How Can You Have Any Protein If You Don’t Eat Your Meat?
Humanity’s reliance on meat and other animal products plays a major role in climate degradation. In order to slow our sprint toward climate crisis, researchers are working to discover ways to shift consumption habits away from meat, replacing it with more sustainable alternative proteins. Before we can change consumers’ behavior, however, we must understand what forces influence their current behavior, and what types of interventions have the best chance of motivating them to change.
In this meta-analysis, the authors collected 91 studies related to consumer acceptance of alternative protein sources. They found that this field of research is rapidly expanding, with 37 relevant studies published in 2019, up from just three in 2013. Here, the authors divided alternative proteins into five categories: pulses (seeds in the legume family such as beans and peas), insects, algae (seaweed), plant-based meat alternatives (plant products that mimic meat), and cultured meat (lab-grown from animal cells). Studies on consumer acceptance of alternative proteins have tended to focus on information-based motives and interventions. The authors of this paper hope to enrich this field of study by shedding light on consumers’ emotional motivations. Among these they include familiarity, disgust, food neophobia (fear of new food), trust, and peer acceptance.

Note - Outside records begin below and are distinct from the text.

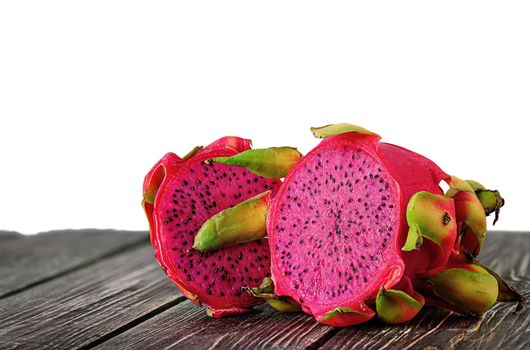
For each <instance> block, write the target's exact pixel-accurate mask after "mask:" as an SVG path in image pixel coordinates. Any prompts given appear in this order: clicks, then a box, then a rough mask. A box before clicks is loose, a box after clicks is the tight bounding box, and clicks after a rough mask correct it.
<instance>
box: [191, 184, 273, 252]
mask: <svg viewBox="0 0 530 350" xmlns="http://www.w3.org/2000/svg"><path fill="white" fill-rule="evenodd" d="M270 195H271V191H266V192H263V193H260V194H258V195H257V196H254V197H252V198H250V199H247V200H246V201H243V202H241V203H239V204H237V205H236V206H234V207H232V208H228V209H225V210H223V211H221V212H219V213H217V214H216V215H214V216H212V217H211V218H210V219H208V220H206V222H205V223H204V224H203V225H202V227H201V228H200V229H199V232H197V234H196V235H195V239H194V242H193V249H196V250H200V251H204V250H207V251H210V250H216V249H219V248H223V247H227V246H231V245H234V244H239V243H245V242H251V241H255V240H258V239H261V238H263V237H265V235H266V234H267V232H266V228H265V223H266V220H267V212H268V210H269V201H270Z"/></svg>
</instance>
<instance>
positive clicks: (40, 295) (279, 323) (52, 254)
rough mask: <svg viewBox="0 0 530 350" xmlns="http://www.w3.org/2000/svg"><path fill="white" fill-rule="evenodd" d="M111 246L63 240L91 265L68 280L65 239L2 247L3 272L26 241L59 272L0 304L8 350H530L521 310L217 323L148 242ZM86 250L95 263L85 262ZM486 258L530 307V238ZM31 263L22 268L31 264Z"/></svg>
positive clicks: (5, 300) (86, 265) (503, 244)
mask: <svg viewBox="0 0 530 350" xmlns="http://www.w3.org/2000/svg"><path fill="white" fill-rule="evenodd" d="M65 235H67V234H66V233H65ZM108 236H109V237H110V236H111V235H110V234H109V233H106V234H104V233H103V232H101V235H99V236H93V237H88V236H86V237H85V236H79V237H76V238H75V239H74V238H73V236H72V239H71V240H70V239H68V238H66V241H67V242H69V241H77V243H75V244H73V243H69V244H73V247H72V246H70V248H68V249H66V250H67V251H69V252H70V253H69V254H70V255H71V256H72V255H74V257H73V259H75V253H79V254H80V255H81V256H83V257H84V258H83V259H84V260H78V261H77V263H76V264H71V263H70V262H69V260H68V259H67V258H66V255H65V256H63V257H62V258H59V259H58V260H59V261H61V259H62V261H63V263H66V264H67V265H68V264H70V265H69V266H70V268H69V269H66V270H61V269H60V268H59V269H58V267H60V265H59V264H58V263H56V262H55V263H50V262H49V261H47V260H46V258H50V259H51V260H53V259H54V257H53V254H52V253H53V252H56V251H57V249H59V248H57V247H58V246H61V245H63V244H65V243H60V241H61V239H59V236H54V235H53V234H48V235H43V236H42V237H45V238H43V239H38V240H33V238H37V237H38V236H34V237H30V238H26V237H23V238H19V239H14V240H12V241H10V240H8V241H6V243H5V244H4V243H3V242H2V241H0V242H2V243H0V262H5V263H7V264H11V265H13V266H14V265H16V264H15V263H14V262H12V261H11V262H10V259H14V258H15V259H16V258H19V257H20V255H17V254H10V255H9V258H6V257H5V256H3V255H2V254H3V253H4V252H8V250H6V249H5V247H6V246H7V245H14V244H15V243H16V241H19V240H27V241H26V242H24V244H21V243H19V245H20V246H19V247H18V249H19V252H22V248H23V247H26V248H29V249H30V250H31V249H35V250H34V251H35V252H38V254H36V258H35V259H37V258H38V259H41V260H40V261H41V262H42V264H43V265H44V266H42V267H35V268H37V269H38V268H41V269H42V271H46V268H51V269H52V271H53V273H52V274H51V277H50V278H48V279H47V280H45V281H43V282H41V283H38V284H34V285H32V286H29V287H27V288H25V289H22V290H19V291H18V292H16V293H14V294H12V295H10V296H8V297H4V298H3V299H2V300H0V348H1V349H11V348H22V349H25V348H27V349H32V348H38V349H46V348H54V349H55V348H58V349H73V348H82V349H89V348H94V347H96V348H99V349H116V348H132V349H162V348H164V349H180V348H183V349H213V348H217V349H231V348H233V349H320V348H322V349H351V348H355V349H372V348H373V349H466V350H467V349H498V348H506V349H529V348H530V310H529V309H528V308H527V309H525V310H523V311H522V312H521V313H519V314H517V315H513V314H512V312H513V310H514V305H513V304H505V303H499V304H497V305H496V306H494V307H493V308H492V309H491V310H490V311H488V312H487V313H486V314H485V315H484V316H483V317H482V318H480V319H477V318H466V317H461V316H458V315H455V314H453V313H448V312H444V311H440V310H436V309H433V308H426V309H424V310H423V311H422V312H421V314H420V315H419V316H418V317H417V318H416V319H414V320H412V321H411V322H409V323H408V324H405V325H398V326H388V325H384V324H381V323H380V322H378V321H377V320H373V321H371V322H368V323H366V324H363V325H359V326H354V327H349V328H343V329H340V328H334V327H328V326H324V325H320V324H318V323H316V322H315V321H314V319H313V318H312V317H310V316H307V315H304V314H283V313H279V312H276V311H274V310H272V309H271V308H269V307H267V306H265V305H261V306H259V307H257V308H256V312H255V313H252V314H249V315H244V316H239V317H231V318H225V319H219V320H214V319H211V318H209V317H207V316H206V314H205V310H204V308H198V307H195V306H194V305H192V304H191V303H190V302H189V301H184V300H185V299H184V298H183V297H182V296H181V295H180V294H179V293H178V290H177V289H176V288H175V287H174V286H173V285H172V284H171V283H170V282H169V281H168V280H167V278H166V276H165V275H164V274H163V272H162V271H161V270H160V269H159V268H158V265H157V264H156V263H155V261H154V259H153V257H152V253H153V251H152V248H151V247H150V246H149V245H148V244H147V242H146V239H145V235H144V236H143V238H142V239H141V240H139V241H137V242H136V241H132V242H130V243H126V244H124V245H119V244H116V241H120V240H122V239H123V238H124V236H123V235H119V234H118V235H116V237H115V238H114V239H113V238H109V237H108ZM48 240H50V241H49V242H47V241H48ZM32 241H33V242H35V244H37V247H33V244H32ZM112 242H114V243H112ZM127 242H129V241H127ZM134 242H136V243H134ZM112 244H115V245H114V246H113V247H115V249H114V250H112V249H107V250H106V252H107V253H103V254H102V253H101V252H100V255H99V256H100V257H102V258H100V259H99V260H98V255H97V254H95V253H96V252H95V250H96V248H91V245H94V246H96V247H99V249H100V250H102V249H103V250H104V249H105V245H107V246H108V245H110V246H112ZM39 245H42V246H45V247H46V248H45V249H40V248H39V247H38V246H39ZM66 245H68V244H66ZM15 246H16V245H15ZM131 246H132V247H131ZM120 247H121V248H120ZM83 248H84V249H85V250H88V251H92V253H90V254H85V253H84V252H83ZM123 248H125V249H123ZM59 250H60V249H59ZM109 252H110V253H109ZM19 254H20V253H19ZM57 254H61V253H60V252H59V253H57ZM91 254H92V255H91ZM87 256H89V257H90V258H87ZM480 257H481V261H482V262H483V263H485V264H487V265H489V266H491V267H492V268H494V269H495V270H496V271H497V272H499V273H500V274H501V275H502V276H503V277H504V278H505V279H507V280H509V281H512V282H514V285H515V286H516V287H517V288H518V289H519V290H520V291H524V293H523V294H524V295H525V296H526V297H527V298H530V293H529V292H528V291H529V290H530V271H529V268H530V266H529V265H530V234H529V235H525V234H516V233H500V232H498V233H493V234H490V235H489V237H488V239H487V243H486V248H485V250H484V251H483V252H482V254H481V256H480ZM2 259H4V260H2ZM22 260H23V261H24V259H22ZM26 260H27V262H25V263H24V264H25V265H23V266H28V264H29V260H31V259H30V258H26ZM96 260H97V262H95V261H96ZM80 261H81V262H80ZM82 261H85V262H84V263H83V262H82ZM2 268H3V266H2V265H1V264H0V279H1V277H2V276H3V275H2V271H7V270H2ZM13 271H16V269H13ZM30 276H31V275H30Z"/></svg>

The meta-analysis ran into the typical difficulties of compiling information from diverse sources. Most of the studies examined only one or two alternative proteins, making comparisons between categories difficult. What’s more, some alternatives have been studied far more than others — 58 studies on insects compared to 9 studies each on pulses, algae, and plant-based alternatives. On top of that, studies used different outcome measures from one another, like willingness to pay versus intention to consume, and none of these measures are perfect predictors of actual future behavior in the real world.
Current State of Consumer Acceptance
In spite of these challenges, it is clear that most consumers prefer meat to any alternative. One study found that in a lineup of identical-tasting hypothetical burgers, 65% of subjects would choose a meat burger, 21% a plant-based burger, and only 11% a cultured meat burger. Among alternative proteins, pulses and plant-based alternatives are currently the most readily accepted by consumers, followed by algae, cultured meat, and insects, in that order.
Drivers of Consumer Acceptance
The factors that determine consumers’ acceptance of various alternative proteins can be divided into three types: informational, psychological, and demographic.
Relevant informational drivers include healthiness, taste, environmental benefits, and price. Information about healthiness and taste is influential in the acceptance of all alternative proteins. The environmental benefits of switching to alternative proteins are highly motivating factors for those aware of them, but most consumers are not aware. Higher prices actually increase consumers’ acceptance of alternative proteins, likely because the higher price implies a higher-quality product. Finally, the framing of information is important — a little more detail about the end product can increase acceptance, but too much technical detail about its production can backfire and deter consumers. It turns out no one wants to know how the sausage gets made, field sausage included.
Psychological drivers of consumption include familiarity, food neophobia, disgust, trust, and peer acceptance. Those who have become familiar with insect-based foods by sampling them are more likely to consume insects in the future. This may prove true of other alternative proteins as well. Food neophobia and disgust are barriers to acceptance of all alternative proteins, though the novelty of some of these alternatives may actually attract some adventurous consumers. The more novel a protein source is, the more it is impacted by emotional processes. The role of trust in acceptance of alternative proteins was only addressed by three studies, but they found that a general distrust of science correlates with a low acceptance of cultured meat, and that information from trusted organizations can increase the acceptance of alternative proteins. Peer acceptance increases acceptance of alternatives.
Demographic factors are at best only modestly explanatory of consumer acceptance of alternative proteins. Even so, a few patterns are worth noting. The people most open to alternative proteins tend to be young, highly educated, not politically conservative, urban, and veg*n. Insects are more acceptable to males, while plant-based alternatives are more acceptable to females. Those who currently consume a lot of meat prefer cultured meat and products resembling meat to other alternatives. Those who currently consume little or no meat prefer plant-based alternatives. No group prefers insects. It would seem insects are too much like animals for veg*ns and not enough like animals for meat eaters.
We hope future research in this field will include more studies integrating multiple alternative proteins for cross-comparisons, as well as more granularity within categories. We’d also like to see more studies focused on interventions and emotional drivers of consumer behavior. We’d welcome studies that examine consumer behavior in more real-world scenarios, and studies that examine regional differences in alternative protein acceptance.
Future interventions aimed at shifting consumption from meat to alternative proteins should stop relying so heavily on information claims and begin leveraging our understanding of emotional factors. For instance, an intervention could increase familiarity and thus acceptance by incorporating a novel protein into a familiar dish. Intervention efforts should center on pulses and plant-based alternatives, because these are the two most readily accepted alternatives and the two most sustainable alternatives.
With carefully crafted interventions, we can guide society down that pathway paved with pulses and plant-based patties and into a more sustainable future.